# Integ prob but I'm stuck

I'm trying to do the following:

int (3x^3 + 4x)/(x^2+1)^2 dx

I let u = x^2+1 and I eventually get:

int 3(u-1)+4/u^2 du/2 When I further break this down, I get:

1/2 int 3u^-1 -u^-2 du am I on the right track? When I integrate this, I'm thinking that I have to be doing something wrong...

Any suggestions?

Kurdt
Staff Emeritus
Gold Member
It looks fine to me as far as the final line there is a slight mistake with the signage.

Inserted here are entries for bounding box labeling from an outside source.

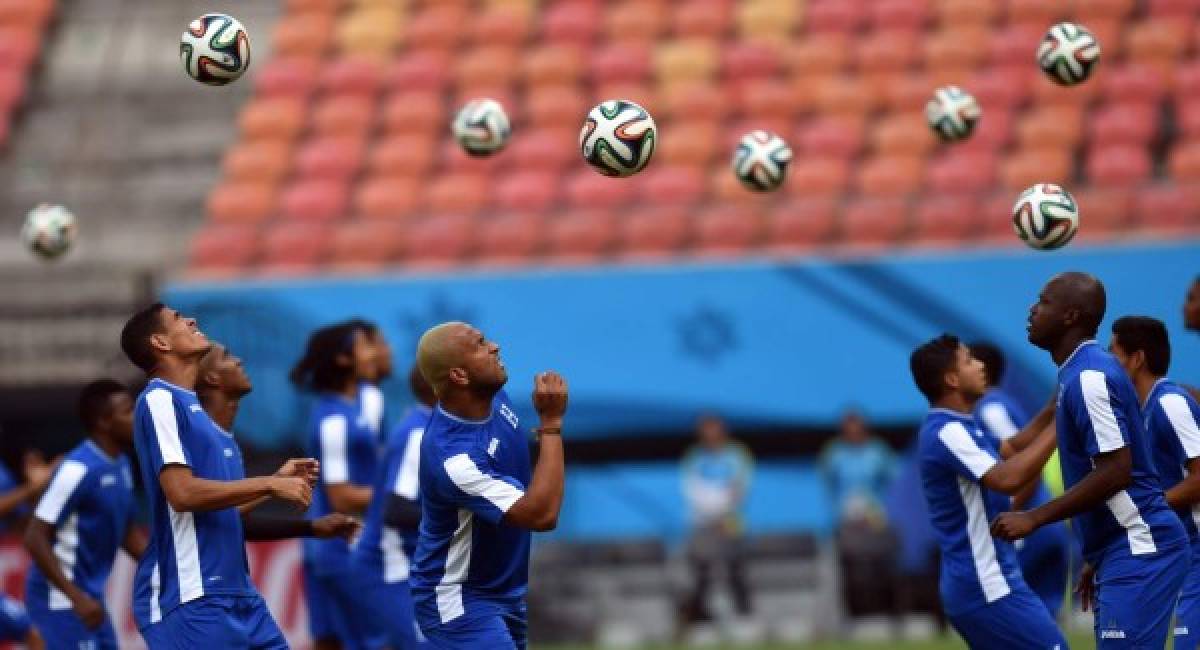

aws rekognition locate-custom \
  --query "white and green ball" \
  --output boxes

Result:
[580,100,659,176]
[1013,182,1079,251]
[1038,23,1100,86]
[925,85,983,143]
[451,98,512,156]
[20,203,77,259]
[733,131,792,192]
[179,13,250,86]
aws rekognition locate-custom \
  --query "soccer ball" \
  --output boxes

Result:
[580,100,659,176]
[20,203,76,259]
[452,100,512,156]
[1013,182,1079,251]
[925,86,983,143]
[1038,23,1100,86]
[733,131,792,192]
[179,13,250,86]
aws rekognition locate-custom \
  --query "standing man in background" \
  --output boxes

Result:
[680,415,754,622]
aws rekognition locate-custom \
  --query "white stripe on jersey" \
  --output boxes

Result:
[167,504,204,604]
[1105,489,1157,555]
[1079,371,1124,453]
[320,415,350,486]
[48,512,79,612]
[958,474,1012,603]
[433,508,475,624]
[391,427,425,499]
[34,461,88,525]
[979,402,1021,440]
[443,453,524,512]
[937,421,997,480]
[146,389,187,465]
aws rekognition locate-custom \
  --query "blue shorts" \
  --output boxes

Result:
[1175,542,1200,650]
[421,602,529,650]
[29,601,116,650]
[304,564,367,650]
[947,583,1067,650]
[0,596,31,642]
[1096,546,1192,650]
[142,594,288,650]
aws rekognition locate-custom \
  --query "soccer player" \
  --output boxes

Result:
[970,343,1070,619]
[25,379,146,650]
[121,303,312,650]
[992,272,1190,649]
[350,366,437,650]
[1109,315,1200,650]
[292,323,379,650]
[410,323,566,650]
[908,335,1067,650]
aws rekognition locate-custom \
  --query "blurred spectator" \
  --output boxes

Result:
[683,415,754,622]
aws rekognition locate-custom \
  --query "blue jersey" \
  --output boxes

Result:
[917,409,1024,614]
[1144,377,1200,540]
[133,378,257,622]
[354,404,432,583]
[25,440,133,610]
[409,392,530,628]
[304,395,379,574]
[1055,341,1187,565]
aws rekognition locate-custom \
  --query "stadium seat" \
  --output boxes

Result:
[280,179,349,222]
[546,210,617,264]
[689,206,762,257]
[354,176,421,221]
[208,182,276,223]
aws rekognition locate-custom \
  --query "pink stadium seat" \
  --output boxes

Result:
[280,179,349,222]
[208,182,276,223]
[690,206,762,257]
[494,170,558,213]
[294,137,366,181]
[546,210,617,263]
[354,176,420,222]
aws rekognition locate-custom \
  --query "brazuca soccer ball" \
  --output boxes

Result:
[452,100,512,156]
[1013,182,1079,251]
[179,13,250,86]
[580,100,659,176]
[20,203,76,259]
[733,131,792,192]
[925,86,983,142]
[1038,23,1100,86]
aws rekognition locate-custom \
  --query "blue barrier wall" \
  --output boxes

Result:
[166,241,1200,446]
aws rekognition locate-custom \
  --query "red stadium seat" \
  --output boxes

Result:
[280,179,349,222]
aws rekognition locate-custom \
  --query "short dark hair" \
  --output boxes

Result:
[1112,315,1171,377]
[121,302,167,372]
[77,379,130,431]
[967,341,1008,386]
[908,333,962,403]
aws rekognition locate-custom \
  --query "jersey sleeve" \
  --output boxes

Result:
[145,389,192,474]
[34,461,88,525]
[442,450,524,524]
[937,422,998,482]
[1063,371,1129,456]
[1158,393,1200,461]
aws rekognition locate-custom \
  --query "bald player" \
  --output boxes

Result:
[992,272,1190,649]
[410,323,566,650]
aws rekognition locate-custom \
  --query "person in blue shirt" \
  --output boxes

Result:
[409,323,566,650]
[350,366,437,650]
[992,272,1190,649]
[908,335,1067,650]
[121,303,312,650]
[968,342,1070,619]
[1109,315,1200,650]
[290,321,379,650]
[25,379,146,649]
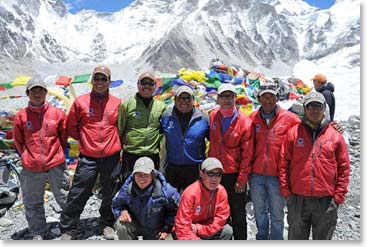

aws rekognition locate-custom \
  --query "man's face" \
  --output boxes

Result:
[92,73,111,93]
[138,78,156,98]
[218,91,236,108]
[175,93,194,113]
[259,93,278,114]
[28,87,47,106]
[304,102,325,125]
[200,168,222,190]
[134,172,153,190]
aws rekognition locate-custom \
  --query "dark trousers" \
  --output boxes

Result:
[60,153,121,232]
[165,163,200,193]
[287,195,339,240]
[221,173,247,240]
[123,151,160,178]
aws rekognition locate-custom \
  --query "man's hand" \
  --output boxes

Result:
[234,183,246,193]
[119,210,131,222]
[331,122,344,134]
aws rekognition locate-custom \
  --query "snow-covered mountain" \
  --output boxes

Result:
[0,0,360,119]
[0,0,360,81]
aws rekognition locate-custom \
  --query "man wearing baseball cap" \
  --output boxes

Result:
[173,157,233,240]
[249,82,301,240]
[208,83,254,240]
[112,156,180,240]
[118,72,166,177]
[279,92,350,240]
[60,65,121,240]
[311,74,335,121]
[13,78,69,240]
[161,85,209,192]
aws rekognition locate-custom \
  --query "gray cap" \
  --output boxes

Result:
[133,157,154,174]
[26,78,47,91]
[218,83,237,94]
[201,157,224,172]
[303,92,326,106]
[176,85,194,97]
[258,82,278,97]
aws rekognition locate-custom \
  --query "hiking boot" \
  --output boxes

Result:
[103,226,115,240]
[60,232,73,240]
[33,234,43,240]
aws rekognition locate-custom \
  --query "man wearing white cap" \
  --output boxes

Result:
[173,157,233,240]
[279,92,350,240]
[208,83,254,240]
[161,85,209,192]
[13,78,69,240]
[112,157,180,240]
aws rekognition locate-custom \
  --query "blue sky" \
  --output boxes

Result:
[64,0,335,13]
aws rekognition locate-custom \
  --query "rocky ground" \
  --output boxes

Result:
[0,117,361,240]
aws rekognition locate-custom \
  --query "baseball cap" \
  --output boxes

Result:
[258,82,278,97]
[26,78,47,91]
[176,85,194,97]
[93,65,111,78]
[201,157,224,172]
[218,83,236,94]
[303,92,326,106]
[138,72,157,82]
[311,74,327,83]
[133,157,154,174]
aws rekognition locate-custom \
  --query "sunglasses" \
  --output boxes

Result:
[259,85,278,91]
[219,93,234,99]
[177,97,192,102]
[205,172,222,178]
[93,76,108,82]
[306,103,324,110]
[140,81,155,87]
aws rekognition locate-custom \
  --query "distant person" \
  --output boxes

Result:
[208,83,254,240]
[60,66,121,240]
[118,72,166,177]
[161,85,209,192]
[112,157,180,240]
[279,92,350,240]
[311,74,335,121]
[13,79,69,240]
[173,157,233,240]
[250,83,301,240]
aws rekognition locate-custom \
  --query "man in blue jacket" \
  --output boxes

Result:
[161,85,209,192]
[112,157,180,240]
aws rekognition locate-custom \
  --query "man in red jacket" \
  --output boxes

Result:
[173,157,233,240]
[60,66,121,240]
[208,83,254,240]
[279,92,350,240]
[250,83,301,240]
[13,79,69,240]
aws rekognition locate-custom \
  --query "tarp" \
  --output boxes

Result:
[71,74,90,83]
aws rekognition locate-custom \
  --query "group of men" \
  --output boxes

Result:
[14,66,350,240]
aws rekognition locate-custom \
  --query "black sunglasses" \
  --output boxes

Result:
[93,76,108,82]
[140,81,155,87]
[306,103,324,110]
[205,172,222,178]
[177,97,192,102]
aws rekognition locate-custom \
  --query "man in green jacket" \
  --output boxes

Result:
[118,72,166,177]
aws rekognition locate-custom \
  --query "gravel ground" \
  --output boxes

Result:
[0,117,361,241]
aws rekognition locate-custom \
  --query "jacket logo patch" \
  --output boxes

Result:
[25,121,32,129]
[296,137,305,148]
[167,121,175,129]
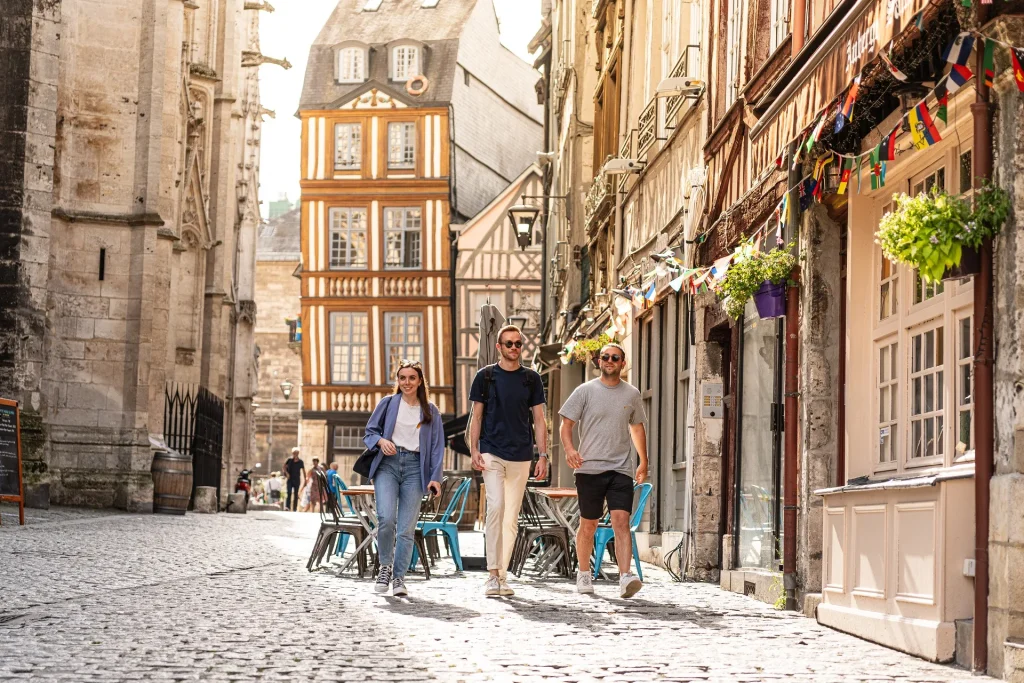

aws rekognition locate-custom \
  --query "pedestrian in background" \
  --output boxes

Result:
[362,360,444,596]
[469,325,548,597]
[284,446,306,512]
[558,344,647,598]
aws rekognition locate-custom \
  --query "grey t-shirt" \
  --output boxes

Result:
[558,378,647,477]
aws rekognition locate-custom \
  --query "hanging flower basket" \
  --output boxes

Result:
[718,249,797,321]
[754,280,785,321]
[942,247,981,280]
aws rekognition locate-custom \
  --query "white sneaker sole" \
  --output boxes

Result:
[618,579,643,598]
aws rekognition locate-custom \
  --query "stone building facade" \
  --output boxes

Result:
[253,209,302,474]
[0,0,284,510]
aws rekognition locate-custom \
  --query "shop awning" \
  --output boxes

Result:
[750,0,937,174]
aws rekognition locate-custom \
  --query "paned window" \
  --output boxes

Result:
[334,425,367,451]
[384,313,423,378]
[384,207,423,268]
[334,123,362,171]
[331,312,370,384]
[391,45,420,82]
[877,341,899,465]
[330,207,367,269]
[387,123,416,169]
[338,47,367,83]
[909,325,945,459]
[768,0,790,52]
[956,315,974,454]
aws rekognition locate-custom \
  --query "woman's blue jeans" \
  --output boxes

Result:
[374,449,424,579]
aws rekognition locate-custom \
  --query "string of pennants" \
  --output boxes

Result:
[607,18,1024,313]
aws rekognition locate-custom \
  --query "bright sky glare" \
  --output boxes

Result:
[260,0,541,217]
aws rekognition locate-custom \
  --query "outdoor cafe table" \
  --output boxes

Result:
[338,485,377,575]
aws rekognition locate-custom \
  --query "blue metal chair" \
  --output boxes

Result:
[410,477,473,571]
[591,483,654,581]
[333,475,356,557]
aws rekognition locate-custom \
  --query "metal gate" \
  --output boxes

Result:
[164,382,224,507]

thanks for the 2nd set of eyes... Maybe it should read:

1/2 int (3u^-1) - (u^-2) du

I end up with 1/2 u^-1 +c or 1/2(x^2 + 1) + c since u=x^2+1

Kurdt
Staff Emeritus
Gold Member
You have:

$$\int \frac{3x^3+4x}{(x^2+1)^2}dx$$

Put $$u=x^2+1 \Rightarrow du=2xdx$$

Which gives:

$$\frac{3}{2} \int \frac{du}{u} - \frac{3}{2} \int \frac{du}{u^2} + 2 \int \frac{du}{u^2}$$

If you simplify that it will give you something slightly different to what you have. Its basically just a change of sign. Then all you need to do is evaluate the integrals.